Adversarial Attack on CryptoEyes from INFOCOM 2021
摘要
Privacy-Preserving classification of Machine Learning (PPML) models has gained traction, owing to strict data privacy regulations. One such work, CryptoEyes (Wenbo et al., INFOCOM 2021) enables users to encrypt images using AES in ECB mode and store it at the server for processing. The authors claimed that their protocol have two advantages: (i) service provider could extract enough information in the form of (encrypted) contour, which gives it the ability to perform machine learning classification on encrypted images, and (ii) use of secret permutation known only to user and server, this prevents man-in-the-middle adversary from reconstructing meaningful image content or accurately map encrypted data to its original class distribution even after having access to a train dataset, thereby achieving privacy.

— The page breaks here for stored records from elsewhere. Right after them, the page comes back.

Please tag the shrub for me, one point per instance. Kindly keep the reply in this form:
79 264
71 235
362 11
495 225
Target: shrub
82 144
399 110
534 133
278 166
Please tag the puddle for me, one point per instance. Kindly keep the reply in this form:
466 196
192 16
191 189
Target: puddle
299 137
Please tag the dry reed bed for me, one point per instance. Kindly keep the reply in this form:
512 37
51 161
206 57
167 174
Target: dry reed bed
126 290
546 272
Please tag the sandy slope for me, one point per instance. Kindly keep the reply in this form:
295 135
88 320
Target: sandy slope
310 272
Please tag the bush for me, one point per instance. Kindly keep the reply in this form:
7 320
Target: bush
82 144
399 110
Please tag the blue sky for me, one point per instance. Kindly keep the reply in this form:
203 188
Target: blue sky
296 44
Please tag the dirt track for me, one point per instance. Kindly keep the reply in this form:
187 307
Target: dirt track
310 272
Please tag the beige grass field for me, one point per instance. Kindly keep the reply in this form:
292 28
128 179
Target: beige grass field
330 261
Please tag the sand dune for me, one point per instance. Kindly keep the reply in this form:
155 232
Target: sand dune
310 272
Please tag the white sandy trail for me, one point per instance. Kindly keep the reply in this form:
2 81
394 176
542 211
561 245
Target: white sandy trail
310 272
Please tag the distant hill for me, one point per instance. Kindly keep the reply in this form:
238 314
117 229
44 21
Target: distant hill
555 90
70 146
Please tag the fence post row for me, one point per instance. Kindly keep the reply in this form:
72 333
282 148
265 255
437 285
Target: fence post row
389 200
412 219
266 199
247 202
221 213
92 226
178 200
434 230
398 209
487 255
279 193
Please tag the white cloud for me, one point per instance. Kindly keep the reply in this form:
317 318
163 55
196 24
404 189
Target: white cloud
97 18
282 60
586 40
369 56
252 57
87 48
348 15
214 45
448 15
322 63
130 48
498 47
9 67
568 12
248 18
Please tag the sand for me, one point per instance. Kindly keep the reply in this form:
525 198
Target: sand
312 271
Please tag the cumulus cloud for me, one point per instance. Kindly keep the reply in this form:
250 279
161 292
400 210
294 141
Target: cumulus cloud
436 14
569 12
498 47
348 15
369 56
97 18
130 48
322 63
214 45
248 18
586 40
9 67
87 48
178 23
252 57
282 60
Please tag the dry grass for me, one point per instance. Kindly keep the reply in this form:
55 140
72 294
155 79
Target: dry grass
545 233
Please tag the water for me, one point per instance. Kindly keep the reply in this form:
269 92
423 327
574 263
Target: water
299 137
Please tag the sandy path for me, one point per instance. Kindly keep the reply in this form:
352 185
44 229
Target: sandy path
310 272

However, in this paper we demonstrate an adversarial attack, which surpass claimed classification accuracy for an adversary against CryptoEyes. Our attack approach uses new data transformation techniques for better feature identification and then train an ML model on image pixels encrypted and permuted. We identify the key vulnerabilities enabling this data leakage and show how an adversary can exploit these weaknesses. The training of our learning model is key agnostic. The results show that with our attack the adversary is able to train a model on MNIST dataset with at least \(74.2\%\) classification accuracy on encrypted and permuted image pixels.